Requirement | Use Case | Approach |
---|
Add new column | BigQuery schema: a, b, c New schema: a, b, c, d Write data for column d. | ALLOW_FIELD_ADDITION value can be set to SchemaUpdateOptions in JobConfigurationLoad, will always add nullable field. |
Remove existing column | BigQuery schema: a int, b int not null New schema: a int | |
Change column mode to less restrictive | BigQuery schema: a int not null New schema: a int | ALLOW_FIELD_RELAXATION value can be set to SchemaUpdateOptions in JobConfigurationLoad. |
Change column mode to more restrictive | BigQuery schema: a int New schema: a int not null | BigQuery does not allow column mode change to more restrictive, only full table reload can be used in this case. |
Change column type | BigQuery schema: a int New schema: a double | BigQuery does not allow changing column type, only full table reload can be used in this case. |
Full table reload | Remove existing data, load new data, possibly change schema | WRITE_TRUNCATE value can be set to WriteDisposition in JobConfigurationLoad.
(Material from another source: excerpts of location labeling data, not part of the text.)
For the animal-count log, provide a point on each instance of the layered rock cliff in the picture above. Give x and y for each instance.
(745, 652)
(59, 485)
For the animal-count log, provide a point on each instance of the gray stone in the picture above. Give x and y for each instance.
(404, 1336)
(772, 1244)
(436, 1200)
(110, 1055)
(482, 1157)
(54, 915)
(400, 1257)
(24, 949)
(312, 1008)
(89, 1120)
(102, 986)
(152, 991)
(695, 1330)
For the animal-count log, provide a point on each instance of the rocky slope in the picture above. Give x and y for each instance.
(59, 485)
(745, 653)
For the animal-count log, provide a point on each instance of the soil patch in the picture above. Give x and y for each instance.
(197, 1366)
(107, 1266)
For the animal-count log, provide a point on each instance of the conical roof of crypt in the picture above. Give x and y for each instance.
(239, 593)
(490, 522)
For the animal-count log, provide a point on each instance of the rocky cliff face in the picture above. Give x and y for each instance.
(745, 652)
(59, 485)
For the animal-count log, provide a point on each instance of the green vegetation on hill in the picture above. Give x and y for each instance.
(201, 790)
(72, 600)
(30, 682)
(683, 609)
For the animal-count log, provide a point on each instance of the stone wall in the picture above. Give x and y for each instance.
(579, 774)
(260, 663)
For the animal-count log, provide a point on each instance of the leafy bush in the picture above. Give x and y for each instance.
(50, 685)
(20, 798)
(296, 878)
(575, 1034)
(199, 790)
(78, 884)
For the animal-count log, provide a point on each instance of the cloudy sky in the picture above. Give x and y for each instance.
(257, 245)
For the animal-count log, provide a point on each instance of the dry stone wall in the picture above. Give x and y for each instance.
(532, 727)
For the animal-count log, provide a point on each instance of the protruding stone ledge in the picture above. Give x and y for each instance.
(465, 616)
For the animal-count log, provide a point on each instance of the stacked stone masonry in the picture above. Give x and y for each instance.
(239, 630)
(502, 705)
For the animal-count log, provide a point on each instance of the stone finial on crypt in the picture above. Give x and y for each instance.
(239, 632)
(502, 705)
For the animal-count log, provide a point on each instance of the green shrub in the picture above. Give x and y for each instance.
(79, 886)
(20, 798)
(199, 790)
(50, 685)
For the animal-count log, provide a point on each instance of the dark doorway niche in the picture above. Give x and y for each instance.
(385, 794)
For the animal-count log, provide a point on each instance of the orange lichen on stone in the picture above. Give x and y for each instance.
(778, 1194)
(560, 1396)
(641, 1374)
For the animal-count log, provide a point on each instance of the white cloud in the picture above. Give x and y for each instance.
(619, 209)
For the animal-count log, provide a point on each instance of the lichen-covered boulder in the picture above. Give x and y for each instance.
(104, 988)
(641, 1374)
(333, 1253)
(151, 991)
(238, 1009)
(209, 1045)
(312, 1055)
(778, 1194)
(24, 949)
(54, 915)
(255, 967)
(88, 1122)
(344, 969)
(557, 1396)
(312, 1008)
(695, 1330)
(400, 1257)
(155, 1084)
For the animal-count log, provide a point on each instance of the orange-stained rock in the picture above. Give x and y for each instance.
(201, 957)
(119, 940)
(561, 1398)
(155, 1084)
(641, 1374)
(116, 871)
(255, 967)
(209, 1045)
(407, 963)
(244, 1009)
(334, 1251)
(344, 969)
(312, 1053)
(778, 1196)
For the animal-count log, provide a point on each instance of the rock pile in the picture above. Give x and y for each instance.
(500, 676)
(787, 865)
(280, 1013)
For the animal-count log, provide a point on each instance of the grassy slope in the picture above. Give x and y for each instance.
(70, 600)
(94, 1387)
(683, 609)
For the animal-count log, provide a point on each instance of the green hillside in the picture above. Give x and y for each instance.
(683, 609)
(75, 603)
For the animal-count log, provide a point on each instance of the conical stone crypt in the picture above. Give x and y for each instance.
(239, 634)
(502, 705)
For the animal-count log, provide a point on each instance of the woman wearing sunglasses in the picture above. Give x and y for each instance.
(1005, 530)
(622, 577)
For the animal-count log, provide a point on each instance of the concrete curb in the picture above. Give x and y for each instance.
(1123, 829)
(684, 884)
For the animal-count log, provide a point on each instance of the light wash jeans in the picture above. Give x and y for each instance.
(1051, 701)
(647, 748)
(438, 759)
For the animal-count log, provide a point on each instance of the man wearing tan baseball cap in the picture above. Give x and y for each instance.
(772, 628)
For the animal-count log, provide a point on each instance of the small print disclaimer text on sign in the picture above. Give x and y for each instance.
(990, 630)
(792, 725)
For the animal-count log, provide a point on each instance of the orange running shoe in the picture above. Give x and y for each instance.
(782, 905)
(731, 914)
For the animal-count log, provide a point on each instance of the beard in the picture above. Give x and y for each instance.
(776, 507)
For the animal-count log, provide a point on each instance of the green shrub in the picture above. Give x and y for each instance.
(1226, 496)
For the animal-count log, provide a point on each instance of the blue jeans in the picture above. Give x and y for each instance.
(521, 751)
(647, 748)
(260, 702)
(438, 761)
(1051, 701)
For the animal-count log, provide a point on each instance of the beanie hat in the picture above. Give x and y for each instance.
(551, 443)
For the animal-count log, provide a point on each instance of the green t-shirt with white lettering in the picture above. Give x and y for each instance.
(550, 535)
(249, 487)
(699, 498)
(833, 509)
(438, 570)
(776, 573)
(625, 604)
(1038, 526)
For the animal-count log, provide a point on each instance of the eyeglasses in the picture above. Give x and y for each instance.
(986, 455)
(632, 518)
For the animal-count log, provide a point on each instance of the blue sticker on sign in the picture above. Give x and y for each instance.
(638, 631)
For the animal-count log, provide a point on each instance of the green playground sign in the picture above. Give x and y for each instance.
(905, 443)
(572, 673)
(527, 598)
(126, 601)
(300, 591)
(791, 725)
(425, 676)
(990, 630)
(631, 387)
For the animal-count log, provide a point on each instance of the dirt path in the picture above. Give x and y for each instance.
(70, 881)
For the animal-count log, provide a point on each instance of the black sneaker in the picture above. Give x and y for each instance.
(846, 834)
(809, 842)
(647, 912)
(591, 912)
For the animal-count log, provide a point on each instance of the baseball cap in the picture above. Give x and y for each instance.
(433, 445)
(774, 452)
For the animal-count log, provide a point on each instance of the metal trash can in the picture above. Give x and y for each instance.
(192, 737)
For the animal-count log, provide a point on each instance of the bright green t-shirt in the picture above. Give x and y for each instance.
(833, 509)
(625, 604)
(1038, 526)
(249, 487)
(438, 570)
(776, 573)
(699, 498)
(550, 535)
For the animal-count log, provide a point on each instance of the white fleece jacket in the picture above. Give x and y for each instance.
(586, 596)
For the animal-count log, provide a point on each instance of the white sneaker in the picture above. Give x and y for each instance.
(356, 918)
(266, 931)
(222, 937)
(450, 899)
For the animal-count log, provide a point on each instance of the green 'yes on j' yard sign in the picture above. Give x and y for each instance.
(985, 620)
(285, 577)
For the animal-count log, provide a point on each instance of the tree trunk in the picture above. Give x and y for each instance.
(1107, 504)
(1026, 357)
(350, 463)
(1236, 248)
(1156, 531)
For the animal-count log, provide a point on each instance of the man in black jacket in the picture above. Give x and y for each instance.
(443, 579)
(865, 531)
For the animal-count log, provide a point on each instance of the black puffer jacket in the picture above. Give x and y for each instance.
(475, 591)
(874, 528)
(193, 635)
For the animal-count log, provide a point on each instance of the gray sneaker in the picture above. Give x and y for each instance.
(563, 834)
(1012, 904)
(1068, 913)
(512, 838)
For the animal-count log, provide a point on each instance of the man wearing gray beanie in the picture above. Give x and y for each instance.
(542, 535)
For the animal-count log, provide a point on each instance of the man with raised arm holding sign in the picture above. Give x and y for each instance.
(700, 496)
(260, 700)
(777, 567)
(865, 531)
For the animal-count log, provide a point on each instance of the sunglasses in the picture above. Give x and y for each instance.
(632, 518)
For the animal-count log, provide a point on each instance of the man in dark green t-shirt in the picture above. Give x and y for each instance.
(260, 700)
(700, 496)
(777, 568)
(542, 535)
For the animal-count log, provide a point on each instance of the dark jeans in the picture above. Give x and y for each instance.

This option will always overwrite the schema along with the existing data. |
Use custom default for missing columns | BigQuery schema: a int, b int New schema: a int Add b column with custom default. | BigQuery Schema does not support default notion for columns, null value is written if value for column is missing. This can be handled using transformation plugin. |
Add custom default to new column for already existing data | BigQuery has data in columns a and b. New column c is added. Need to insert data into column c for already existing data. | BigQuery does not support default notion for columns. If new column is added, its value in existing rows will be null. In order to change it, only full table reload can be used. |